Now comes the attention-grabbing half. We are going to break up the dataset into coaching and take a look at units and practice a logistic regression classifier twice, utilizing each CUDA GPU (cuML) and standalone scikit-learn. We are going to then examine each the classification accuracy and the time taken to coach every mannequin. Right here’s the entire code for the mannequin coaching and comparability:
1 2 3 4 5 6 7 8 9 10 11 12 13 14 15 16 17 18 19 20 21 22 23 24 25 26 27 28 29 | # MODEL 1: GPU (cuML) train-test break up and coaching t0 = time.time() X_train, X_test, y_train, y_test = gpu_train_test_split(X_enc, y, test_size=0.2, random_state=42)
model_gpu = cuLogReg(max_iter=1000) model_gpu.match(X_train, y_train) gpu_time = time.time() – t0
acc_gpu = model_gpu.rating(X_test, y_test) print(f“cuML Logistic Regression accuracy: {acc_gpu:.4f}, time: {gpu_time:.3f} sec”)
# MODEL 2: Scikit-learn and Pandas-driven train-test break up and mannequin coaching df_pd = pd.read_csv(url, header=None, names=cols) df_pd[“income”] = df_pd[“income”].str.strip() df_pd[“income”] = (df_pd[“income”] == “>50K”).astype(“int32”)

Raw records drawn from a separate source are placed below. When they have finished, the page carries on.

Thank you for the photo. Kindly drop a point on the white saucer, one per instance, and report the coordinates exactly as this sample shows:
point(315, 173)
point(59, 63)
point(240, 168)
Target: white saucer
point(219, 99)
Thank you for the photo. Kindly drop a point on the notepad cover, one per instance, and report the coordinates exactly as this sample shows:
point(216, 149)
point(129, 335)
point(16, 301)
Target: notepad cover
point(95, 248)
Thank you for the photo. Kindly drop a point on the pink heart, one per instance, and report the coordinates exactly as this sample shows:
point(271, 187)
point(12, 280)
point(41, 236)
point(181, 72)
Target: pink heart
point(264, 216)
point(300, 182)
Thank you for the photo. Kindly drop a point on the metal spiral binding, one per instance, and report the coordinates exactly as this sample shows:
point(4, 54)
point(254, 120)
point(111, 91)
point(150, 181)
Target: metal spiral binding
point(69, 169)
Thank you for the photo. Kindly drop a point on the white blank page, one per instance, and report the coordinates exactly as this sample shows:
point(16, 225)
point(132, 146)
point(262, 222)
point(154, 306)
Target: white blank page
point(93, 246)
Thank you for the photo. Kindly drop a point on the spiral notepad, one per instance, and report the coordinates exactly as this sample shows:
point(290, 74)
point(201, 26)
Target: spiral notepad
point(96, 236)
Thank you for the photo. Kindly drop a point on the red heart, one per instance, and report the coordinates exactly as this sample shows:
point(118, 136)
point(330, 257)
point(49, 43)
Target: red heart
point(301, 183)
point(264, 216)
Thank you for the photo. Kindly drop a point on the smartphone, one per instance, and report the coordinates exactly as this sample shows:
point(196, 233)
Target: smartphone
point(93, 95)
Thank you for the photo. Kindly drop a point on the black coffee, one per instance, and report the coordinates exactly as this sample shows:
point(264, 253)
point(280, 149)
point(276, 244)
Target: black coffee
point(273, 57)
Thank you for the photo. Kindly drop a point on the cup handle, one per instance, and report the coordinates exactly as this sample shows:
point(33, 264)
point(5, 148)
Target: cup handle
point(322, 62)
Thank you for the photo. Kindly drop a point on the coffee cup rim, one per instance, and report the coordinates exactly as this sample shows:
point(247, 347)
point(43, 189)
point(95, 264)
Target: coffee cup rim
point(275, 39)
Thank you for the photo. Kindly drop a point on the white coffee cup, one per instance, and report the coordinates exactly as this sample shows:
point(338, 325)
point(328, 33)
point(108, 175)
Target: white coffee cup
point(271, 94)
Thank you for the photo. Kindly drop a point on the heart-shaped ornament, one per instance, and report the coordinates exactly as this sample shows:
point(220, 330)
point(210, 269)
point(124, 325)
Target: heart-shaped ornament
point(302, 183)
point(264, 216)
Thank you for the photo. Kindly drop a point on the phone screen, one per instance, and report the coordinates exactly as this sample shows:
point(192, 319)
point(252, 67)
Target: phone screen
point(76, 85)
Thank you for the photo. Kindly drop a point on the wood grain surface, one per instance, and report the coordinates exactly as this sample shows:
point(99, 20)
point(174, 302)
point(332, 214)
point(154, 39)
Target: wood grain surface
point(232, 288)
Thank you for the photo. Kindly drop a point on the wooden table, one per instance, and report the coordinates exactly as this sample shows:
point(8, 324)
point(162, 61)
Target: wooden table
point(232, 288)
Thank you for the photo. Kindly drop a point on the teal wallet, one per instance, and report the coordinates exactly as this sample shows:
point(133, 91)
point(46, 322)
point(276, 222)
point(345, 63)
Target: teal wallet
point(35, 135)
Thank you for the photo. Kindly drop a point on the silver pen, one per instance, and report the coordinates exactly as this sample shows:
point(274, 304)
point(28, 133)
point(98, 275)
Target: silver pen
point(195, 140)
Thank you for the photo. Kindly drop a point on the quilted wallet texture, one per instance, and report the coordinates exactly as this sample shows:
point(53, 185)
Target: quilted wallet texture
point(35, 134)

X_pd = df_pd[features] y_pd = df_pd[“income”] X_pd = pd.get_dummies(X_pd, drop_first=True)
t0 = time.time() X_train_pd, X_test_pd, y_train_pd, y_test_pd = train_test_split(X_pd, y_pd, test_size=0.2, random_state=42)
model_cpu = LogisticRegression(max_iter=1000) model_cpu.match(X_train_pd, y_train_pd) cpu_time = time.time() – t0
acc_cpu = model_cpu.rating(X_test_pd, y_test_pd) print(f“scikit-learn Logistic Regression accuracy: {acc_cpu:.4f}, time: {cpu_time:.3f} sec”) |
The outcomes are fairly attention-grabbing. They need to look one thing like:
cuML Logistic Regression accuracy: 0.8014, time: 0.428 sec scikit–study Logistic Regression accuracy: 0.8097, time: 15.184 sec |
As we are able to observe, the mannequin skilled with cuML achieved very related classification efficiency to its classical scikit-learn counterpart, but it surely skilled over an order of magnitude quicker: about 0.5 seconds in comparison with roughly 15 seconds for the scikit-learn classifier. Your actual numbers will differ with {hardware}, drivers, and library variations.
Wrapping Up
This text offered a delicate, hands-on introduction to the cuML library for enabling GPU-boosted building of machine studying fashions for classification, regression, clustering, and extra. By way of a easy comparability, we confirmed how cuML will help construct efficient fashions with considerably enhanced coaching effectivity.